The Denver City Council on Monday authorised up to $24 million in additional spending on private security services across the city this year. Greater financial latitude — expanding contracts with three different companies — is necessary to meet Denver’s evolving security needs, according to summary documents, particularly around 24/7 shelters for migrants from the southern U.S. border and people who are homeless.
The council approved expanding the maximum amount of an existing contract with Securitas Security Services USA from $25 million to $43 million.
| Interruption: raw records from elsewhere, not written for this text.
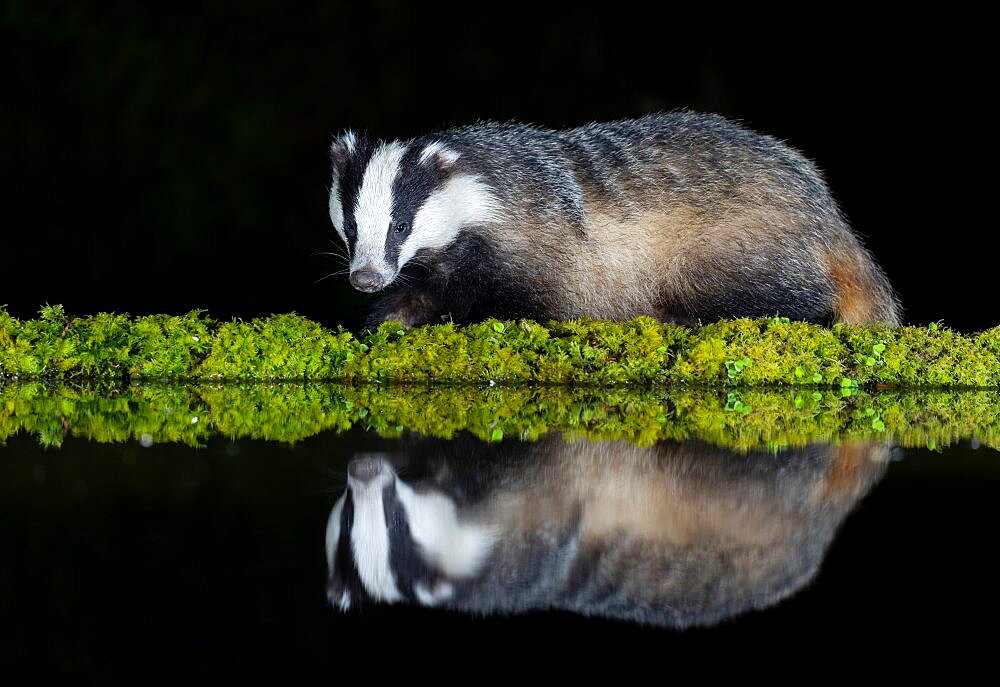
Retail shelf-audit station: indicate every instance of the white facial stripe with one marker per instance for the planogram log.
(438, 149)
(337, 209)
(455, 548)
(370, 539)
(350, 141)
(373, 212)
(333, 531)
(463, 200)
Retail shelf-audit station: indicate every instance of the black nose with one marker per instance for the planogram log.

That contract, which first went into effect at the beginning of 2022, expires at the end of the year but the city and the company have options to extend it for two more years.
The council also approved expanding contracts with two other firms Advanced Professional Security and Denver Metro Protective Services. Those on-call contracts originally reached their maximum billable amounts at $400,000 but are now authorized to draw down as much as $3.4 million in taxpayer dollars before the end of the year.
Nicol Suddreth, the city’s contract supervisor with the Department of General Services, told council members at a committee meeting last month that the three companies provide security service at more than 30 municipal facilities across Denver.
The demand for the services has grown substantially over the past two years, according to city officials, particularly thanks to the need to provide more 24-hour services at an expanded portfolio of city shelter facilities for migrants and people who are homeless.
When Denver first signed its contract with Securitas, the company dedicated 175 guards to the city’s needs. That number reached 250 earlier this year, Suddreth said last month.
The company provides on-site security for three former hotels that have been converted into homeless shelters as part of Mayor Mike Johnston’s All In Mile High homeless initiative.